Certain statements contained in this communication may constitute “forward-looking statements.” Forward-looking statements can usually be identified by the use of words such as “aim,” “anticipate,” “believe,” “continue,” “could,” “estimate,” “evolve,” “expect,” “forecast,” “intend,” “looking ahead,” “may,” “opinion,” “plan,” “possible,” “potential,” “project,” “should,” “will” and other expressions which indicate future events or trends. Such statements include statements as to the expected timing of completion of the merger, the expected benefits and costs of the transaction, management plans relating to the transaction and the satisfaction of all closing conditions to the transaction, including the ability to obtain shareholder and regulatory approvals.

These forward-looking statements are based upon certain expectations and assumptions and are subject to risks and uncertainties. Actual results could differ materially from those anticipated as a result of various factors, including the following: Radisys’ shareholders may not approve the transaction; conditions to the closing of the transaction, including receipt of required regulatory approvals, may not be satisfied timely, if at all; the transaction may involve unexpected costs, liabilities or delays; revenues following the transaction may be lower than expected; operating costs, customer loss and business disruption (including, without limitation, difficulties in maintaining relationships with employees, customers, clients or suppliers) may be greater than expected following the transaction; uncertainties surrounding the transaction; the outcome of any legal proceedings related to the transaction; Radisys may be adversely affected by other economic, business, and/or competitive factors; risks that the pending transaction disrupts current plans and operations; the retention of key employees of Radisys; other risks to consummation of the transaction, including circumstances that could give rise to the termination of the merger agreement and the risk that the transaction will not be consummated within the expected time period or at all; and the other risks described from time to time in Radisys’ reports filed with the Securities and Exchange Commission (the “SEC”) under the heading “Risk Factors,” including the Company’s Annual Report on Form 10-K for the fiscal year ended December 31, 2017, subsequent Quarterly Reports on Form 10-Q and in other of Radisys’ filings with the SEC.

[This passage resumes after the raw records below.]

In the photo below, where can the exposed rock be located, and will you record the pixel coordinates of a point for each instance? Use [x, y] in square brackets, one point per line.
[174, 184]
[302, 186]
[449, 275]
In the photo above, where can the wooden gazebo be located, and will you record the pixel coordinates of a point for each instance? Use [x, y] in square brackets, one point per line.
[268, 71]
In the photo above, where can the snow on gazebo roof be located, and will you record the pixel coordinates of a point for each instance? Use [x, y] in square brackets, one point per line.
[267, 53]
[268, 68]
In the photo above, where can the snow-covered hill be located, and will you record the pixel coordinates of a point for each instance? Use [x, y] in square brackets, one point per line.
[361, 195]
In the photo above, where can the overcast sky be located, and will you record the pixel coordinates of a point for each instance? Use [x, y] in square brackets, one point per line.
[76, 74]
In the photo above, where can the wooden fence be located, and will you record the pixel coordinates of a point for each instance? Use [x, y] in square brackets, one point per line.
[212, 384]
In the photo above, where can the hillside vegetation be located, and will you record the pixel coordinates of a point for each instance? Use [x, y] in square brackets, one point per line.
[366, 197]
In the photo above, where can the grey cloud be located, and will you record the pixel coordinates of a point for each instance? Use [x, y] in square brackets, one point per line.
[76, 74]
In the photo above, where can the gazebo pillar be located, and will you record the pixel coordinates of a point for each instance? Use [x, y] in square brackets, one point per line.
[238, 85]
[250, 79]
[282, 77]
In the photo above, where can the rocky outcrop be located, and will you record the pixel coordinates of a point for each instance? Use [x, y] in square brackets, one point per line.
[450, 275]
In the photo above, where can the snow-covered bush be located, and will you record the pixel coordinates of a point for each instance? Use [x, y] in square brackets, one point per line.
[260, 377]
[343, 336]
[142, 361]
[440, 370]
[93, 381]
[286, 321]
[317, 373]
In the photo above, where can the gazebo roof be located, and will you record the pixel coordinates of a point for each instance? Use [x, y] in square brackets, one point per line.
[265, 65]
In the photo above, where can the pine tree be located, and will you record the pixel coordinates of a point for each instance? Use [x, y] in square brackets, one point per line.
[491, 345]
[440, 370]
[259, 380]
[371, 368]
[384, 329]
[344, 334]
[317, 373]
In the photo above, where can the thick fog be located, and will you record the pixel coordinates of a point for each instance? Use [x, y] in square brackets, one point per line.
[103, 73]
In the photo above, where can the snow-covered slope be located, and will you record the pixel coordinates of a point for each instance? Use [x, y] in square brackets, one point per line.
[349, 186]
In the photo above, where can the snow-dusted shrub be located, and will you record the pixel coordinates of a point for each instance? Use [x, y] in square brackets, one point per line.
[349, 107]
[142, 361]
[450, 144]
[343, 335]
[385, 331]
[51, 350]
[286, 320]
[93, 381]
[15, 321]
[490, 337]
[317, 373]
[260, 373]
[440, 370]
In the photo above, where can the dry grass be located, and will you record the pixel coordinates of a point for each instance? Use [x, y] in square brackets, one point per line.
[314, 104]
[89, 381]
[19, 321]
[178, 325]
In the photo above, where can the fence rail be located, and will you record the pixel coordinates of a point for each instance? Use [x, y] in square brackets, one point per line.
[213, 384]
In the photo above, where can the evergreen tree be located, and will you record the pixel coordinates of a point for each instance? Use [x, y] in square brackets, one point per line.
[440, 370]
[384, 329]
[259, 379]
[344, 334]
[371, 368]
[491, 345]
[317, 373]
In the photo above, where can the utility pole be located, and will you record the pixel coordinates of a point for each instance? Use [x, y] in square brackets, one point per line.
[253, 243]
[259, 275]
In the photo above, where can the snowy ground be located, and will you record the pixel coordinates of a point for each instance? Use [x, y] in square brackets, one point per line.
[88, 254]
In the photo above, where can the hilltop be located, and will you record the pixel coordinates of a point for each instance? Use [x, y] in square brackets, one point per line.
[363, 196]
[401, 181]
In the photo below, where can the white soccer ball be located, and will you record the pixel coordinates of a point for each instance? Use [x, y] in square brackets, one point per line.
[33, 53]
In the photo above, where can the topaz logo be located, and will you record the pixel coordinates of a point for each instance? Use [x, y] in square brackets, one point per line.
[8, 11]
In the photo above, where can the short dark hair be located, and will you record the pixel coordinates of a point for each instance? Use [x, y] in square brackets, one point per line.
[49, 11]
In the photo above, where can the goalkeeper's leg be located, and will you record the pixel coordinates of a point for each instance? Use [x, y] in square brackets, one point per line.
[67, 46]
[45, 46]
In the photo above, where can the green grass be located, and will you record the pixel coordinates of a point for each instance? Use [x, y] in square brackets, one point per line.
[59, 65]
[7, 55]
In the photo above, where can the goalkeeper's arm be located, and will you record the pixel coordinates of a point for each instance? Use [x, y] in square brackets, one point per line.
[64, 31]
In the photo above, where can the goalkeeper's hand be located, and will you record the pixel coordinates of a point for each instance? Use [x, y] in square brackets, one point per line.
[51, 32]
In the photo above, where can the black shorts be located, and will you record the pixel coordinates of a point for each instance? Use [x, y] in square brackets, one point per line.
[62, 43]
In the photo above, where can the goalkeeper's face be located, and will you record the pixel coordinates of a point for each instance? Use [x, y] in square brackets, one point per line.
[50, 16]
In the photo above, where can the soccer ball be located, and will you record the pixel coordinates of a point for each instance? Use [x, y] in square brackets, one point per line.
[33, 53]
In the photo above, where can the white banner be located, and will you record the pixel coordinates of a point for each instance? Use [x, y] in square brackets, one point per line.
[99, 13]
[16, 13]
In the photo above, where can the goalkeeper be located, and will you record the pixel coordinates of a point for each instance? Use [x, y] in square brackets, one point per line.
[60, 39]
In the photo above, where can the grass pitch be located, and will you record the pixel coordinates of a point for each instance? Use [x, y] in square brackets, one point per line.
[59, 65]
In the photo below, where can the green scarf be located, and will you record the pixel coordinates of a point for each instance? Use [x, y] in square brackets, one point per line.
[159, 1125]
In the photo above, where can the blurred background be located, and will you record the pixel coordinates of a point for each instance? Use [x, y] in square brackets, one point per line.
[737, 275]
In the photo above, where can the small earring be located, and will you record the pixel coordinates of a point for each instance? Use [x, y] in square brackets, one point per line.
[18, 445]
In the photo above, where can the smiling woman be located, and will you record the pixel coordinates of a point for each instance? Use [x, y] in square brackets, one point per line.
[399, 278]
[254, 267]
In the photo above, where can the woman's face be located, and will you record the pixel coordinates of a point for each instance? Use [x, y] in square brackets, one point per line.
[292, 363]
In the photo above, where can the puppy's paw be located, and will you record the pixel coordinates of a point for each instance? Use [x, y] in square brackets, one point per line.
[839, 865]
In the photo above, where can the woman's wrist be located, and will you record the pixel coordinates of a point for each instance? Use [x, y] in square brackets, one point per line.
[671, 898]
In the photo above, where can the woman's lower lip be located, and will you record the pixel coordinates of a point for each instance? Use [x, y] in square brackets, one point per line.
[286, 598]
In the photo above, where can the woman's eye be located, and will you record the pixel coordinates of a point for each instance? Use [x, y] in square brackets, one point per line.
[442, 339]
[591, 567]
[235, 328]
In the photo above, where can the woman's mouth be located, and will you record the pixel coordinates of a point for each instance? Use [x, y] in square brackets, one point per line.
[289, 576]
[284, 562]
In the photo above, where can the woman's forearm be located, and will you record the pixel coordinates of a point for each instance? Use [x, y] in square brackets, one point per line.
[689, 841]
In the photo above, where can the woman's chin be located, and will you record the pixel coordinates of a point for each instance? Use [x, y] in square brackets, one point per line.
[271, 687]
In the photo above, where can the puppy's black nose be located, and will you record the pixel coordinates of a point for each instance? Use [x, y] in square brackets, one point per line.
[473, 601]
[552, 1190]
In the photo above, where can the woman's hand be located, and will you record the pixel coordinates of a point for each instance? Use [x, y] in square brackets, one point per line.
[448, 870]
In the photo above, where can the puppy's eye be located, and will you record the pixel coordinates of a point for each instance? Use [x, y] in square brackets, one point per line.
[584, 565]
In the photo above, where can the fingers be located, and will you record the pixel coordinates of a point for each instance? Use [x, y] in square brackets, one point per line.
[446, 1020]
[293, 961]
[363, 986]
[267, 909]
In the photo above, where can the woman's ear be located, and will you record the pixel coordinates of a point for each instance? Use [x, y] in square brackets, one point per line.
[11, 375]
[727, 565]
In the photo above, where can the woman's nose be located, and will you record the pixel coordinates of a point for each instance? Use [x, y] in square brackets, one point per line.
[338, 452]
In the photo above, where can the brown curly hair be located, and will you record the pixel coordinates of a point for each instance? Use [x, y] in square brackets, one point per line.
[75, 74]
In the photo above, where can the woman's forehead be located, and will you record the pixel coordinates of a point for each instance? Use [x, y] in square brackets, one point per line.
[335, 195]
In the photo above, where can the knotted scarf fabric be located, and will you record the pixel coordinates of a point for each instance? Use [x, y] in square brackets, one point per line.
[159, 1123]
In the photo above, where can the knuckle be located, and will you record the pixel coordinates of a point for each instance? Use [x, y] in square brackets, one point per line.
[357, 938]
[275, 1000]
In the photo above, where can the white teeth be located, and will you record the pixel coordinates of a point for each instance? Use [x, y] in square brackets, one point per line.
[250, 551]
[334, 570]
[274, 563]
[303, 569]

All forward-looking statements are qualified by, and should be considered in conjunction with, such cautionary statements. Readers are cautioned not to place undue reliance on these forward-looking statements, which speak only as of the date on which such statements were made. Except as required by applicable law, Radisys undertakes no obligation to update forward-looking statements to reflect events or circumstances arising after such date.